Landra Ahr flew over the Masonic Temple’s land to the warehouse while they walked.
“I know you see a really big picture,” Jerome said. “Maybe too big. How can I get you to see a smaller one now and then?”
“I don’t know. Maybe that’s part of your job,” she replied. “To help me see the smaller bits.”
“I can live with that.”
Hand in hand, they crossed the street. He continued to hold her hand through the parking lot and up the back stairs, through the hallway to the stairs.
“No,” he said when she tried to pull away and go upstairs. “You’ll sleep in my bed tonight.”
“But—“
“Yes, you have a lovely butt. It will look good in one of my tank tops. I’m not going to push one bit. I want you where I can feel you’re there.”
She went with him, and saw his room for the first time. It was the same as the room in the other timeline, minor things aside. The sheets were different.

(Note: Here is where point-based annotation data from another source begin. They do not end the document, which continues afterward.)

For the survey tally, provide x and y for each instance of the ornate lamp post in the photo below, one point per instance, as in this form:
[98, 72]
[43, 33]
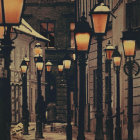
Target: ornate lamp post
[109, 122]
[39, 103]
[131, 68]
[82, 40]
[67, 64]
[25, 111]
[9, 16]
[99, 19]
[117, 63]
[48, 66]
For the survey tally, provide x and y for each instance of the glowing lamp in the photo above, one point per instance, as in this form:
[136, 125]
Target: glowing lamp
[39, 63]
[60, 68]
[82, 34]
[109, 51]
[37, 49]
[11, 12]
[23, 66]
[48, 66]
[100, 18]
[129, 43]
[116, 58]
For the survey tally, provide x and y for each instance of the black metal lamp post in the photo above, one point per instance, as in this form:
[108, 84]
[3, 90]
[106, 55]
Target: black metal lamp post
[39, 103]
[99, 19]
[82, 40]
[9, 16]
[109, 122]
[131, 68]
[25, 111]
[48, 66]
[67, 64]
[117, 63]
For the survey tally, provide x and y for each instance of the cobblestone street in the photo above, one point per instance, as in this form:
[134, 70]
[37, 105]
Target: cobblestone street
[58, 133]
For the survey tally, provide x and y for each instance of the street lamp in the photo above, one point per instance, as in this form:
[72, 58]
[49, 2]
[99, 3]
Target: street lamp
[117, 63]
[99, 19]
[131, 68]
[67, 64]
[25, 111]
[48, 66]
[9, 16]
[109, 122]
[39, 103]
[82, 34]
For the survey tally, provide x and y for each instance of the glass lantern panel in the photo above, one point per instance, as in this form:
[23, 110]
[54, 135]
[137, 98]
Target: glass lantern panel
[109, 54]
[13, 10]
[129, 47]
[39, 66]
[82, 40]
[67, 64]
[100, 22]
[49, 67]
[60, 68]
[1, 32]
[37, 51]
[23, 69]
[117, 61]
[0, 13]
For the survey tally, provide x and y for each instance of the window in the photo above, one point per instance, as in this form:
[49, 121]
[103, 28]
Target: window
[47, 30]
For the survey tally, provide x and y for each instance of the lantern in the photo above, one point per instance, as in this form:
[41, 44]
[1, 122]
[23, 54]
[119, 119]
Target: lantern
[48, 66]
[37, 49]
[23, 66]
[60, 68]
[129, 43]
[109, 50]
[82, 35]
[11, 12]
[100, 18]
[39, 63]
[116, 58]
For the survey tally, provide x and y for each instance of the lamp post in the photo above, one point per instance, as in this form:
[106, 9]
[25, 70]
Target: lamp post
[109, 122]
[67, 64]
[117, 63]
[131, 68]
[9, 16]
[48, 66]
[39, 103]
[25, 111]
[99, 19]
[82, 35]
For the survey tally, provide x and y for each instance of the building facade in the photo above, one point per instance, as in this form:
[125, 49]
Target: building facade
[52, 19]
[119, 9]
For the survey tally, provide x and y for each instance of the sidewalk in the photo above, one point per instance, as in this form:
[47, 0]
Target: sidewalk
[57, 134]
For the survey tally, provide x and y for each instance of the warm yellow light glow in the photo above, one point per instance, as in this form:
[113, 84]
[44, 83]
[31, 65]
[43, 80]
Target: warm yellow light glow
[117, 61]
[48, 66]
[23, 69]
[26, 60]
[129, 47]
[1, 32]
[13, 10]
[67, 64]
[100, 22]
[74, 56]
[82, 40]
[39, 66]
[60, 68]
[37, 51]
[72, 26]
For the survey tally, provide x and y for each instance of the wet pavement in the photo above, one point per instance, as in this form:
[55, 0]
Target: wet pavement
[58, 133]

The room was horizontal across the front end of the warehouse, with his bathroom under the upstairs laundry nook. Computer desk directly opposite the door, bed next over, headboard against the wall adjacent to the door. Dresser opposite it under the windows. Open area with Wing Chun dummy and a wall full of weaponry. Closet in the far wall. Book shelves with some very old volumes, some written in Chinese.
“You read Chinese?” she asked, eyes stopping on a white journal with a band of duct tape in the middle of the spine.
“Read and speak. I also read and speak Spanish.”
“Well aren’t you the multilingual dude.”
“What languages do you know? You have to have learned something in outer space,” he said, handing over a black tank top from his top dresser drawer.